Am Montag, 27. November 2006 15:47 schrieb Ian Lynagh:
[...] So, I would like to through down the gauntlet to the community to make this happen! We have ambitions to make large steps in this direction at Hac 07 http://haskell.org/haskellwiki/Hac_2007 (but that shouldn't stop people who can't be there from working on it too, or people working on it before then!).
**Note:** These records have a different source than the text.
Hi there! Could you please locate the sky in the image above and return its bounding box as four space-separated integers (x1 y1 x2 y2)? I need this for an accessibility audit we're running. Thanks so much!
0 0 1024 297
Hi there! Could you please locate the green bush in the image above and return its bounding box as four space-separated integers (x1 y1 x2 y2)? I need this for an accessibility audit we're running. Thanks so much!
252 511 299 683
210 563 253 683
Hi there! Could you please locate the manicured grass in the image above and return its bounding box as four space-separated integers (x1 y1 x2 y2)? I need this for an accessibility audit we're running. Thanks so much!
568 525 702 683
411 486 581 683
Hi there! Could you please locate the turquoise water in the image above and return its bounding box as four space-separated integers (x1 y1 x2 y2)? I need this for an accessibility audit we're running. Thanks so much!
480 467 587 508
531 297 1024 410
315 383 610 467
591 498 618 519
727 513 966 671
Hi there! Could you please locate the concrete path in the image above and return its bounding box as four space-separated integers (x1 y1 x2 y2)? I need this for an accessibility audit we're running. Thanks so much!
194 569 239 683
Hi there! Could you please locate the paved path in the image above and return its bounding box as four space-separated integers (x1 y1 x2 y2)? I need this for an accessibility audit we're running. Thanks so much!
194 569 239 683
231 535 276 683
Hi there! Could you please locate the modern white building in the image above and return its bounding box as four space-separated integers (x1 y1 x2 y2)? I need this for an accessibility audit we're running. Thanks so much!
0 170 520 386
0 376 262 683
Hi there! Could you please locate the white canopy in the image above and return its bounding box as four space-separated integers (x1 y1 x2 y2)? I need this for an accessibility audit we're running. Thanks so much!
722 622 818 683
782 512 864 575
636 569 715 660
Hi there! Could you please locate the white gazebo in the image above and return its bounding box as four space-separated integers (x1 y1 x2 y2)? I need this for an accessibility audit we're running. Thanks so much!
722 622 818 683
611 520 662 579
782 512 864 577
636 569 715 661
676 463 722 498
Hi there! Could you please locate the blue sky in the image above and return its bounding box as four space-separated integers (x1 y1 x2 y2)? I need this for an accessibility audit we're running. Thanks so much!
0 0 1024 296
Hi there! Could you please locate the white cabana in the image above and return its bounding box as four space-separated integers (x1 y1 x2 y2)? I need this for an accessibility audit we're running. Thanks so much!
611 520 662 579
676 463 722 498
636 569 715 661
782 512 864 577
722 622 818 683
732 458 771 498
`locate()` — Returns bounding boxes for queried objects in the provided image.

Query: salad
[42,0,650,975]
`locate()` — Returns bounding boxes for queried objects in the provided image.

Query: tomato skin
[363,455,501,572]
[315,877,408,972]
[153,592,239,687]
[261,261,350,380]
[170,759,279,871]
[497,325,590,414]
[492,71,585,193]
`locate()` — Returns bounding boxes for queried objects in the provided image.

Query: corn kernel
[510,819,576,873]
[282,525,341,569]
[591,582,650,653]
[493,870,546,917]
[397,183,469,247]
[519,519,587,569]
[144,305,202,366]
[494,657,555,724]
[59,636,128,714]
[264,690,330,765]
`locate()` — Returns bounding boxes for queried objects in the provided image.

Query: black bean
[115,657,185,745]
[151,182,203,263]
I have to admit that I didn't follow the development of Cabal-related tools very closely, so perhaps my concerns are already handled: Given a normal Linux distribution, the *only* sensible way to install/remove/... any SW is not via some specialized tools like cabal-foo or hackage-bar, but via tools like rpm, apt-get, smart, ... and their related GUI frontends. Doing things behind the back of the native package manager will lead to trouble sooner or later, and many users will outright reject any other tool (for very good reasons). Another thing is that I fear duplication of features like e.g. package signing, handling installation sources, searching for new packages, notification of updates, etc. To give an example for my openSUSE 10.1: If one finds some interesting package repository on e.g. http://en.opensuse.org/Additional_YaST_Package_Repositories its URL can easily be added to YaST (the openSUSE package management GUI), perhaps importing some keys to trust in the future, and starting from that point, the packages from that repository are seamlessly integrated with the rest: One can search for new interesting packages, install/remove packages, get update notifications, etc. The right way for openSUSE (and probably every RPM-based distro) would be to set up some kind of Haskell repository, and there are even efforts into that direction. I am sure that this has already been considered somehow, but could somebody be so kind to give a short explanation of the plans in this area? I think that the proposed tools should somehow be called from RPM .spec files, but I am missing the big picture... Cheers, S.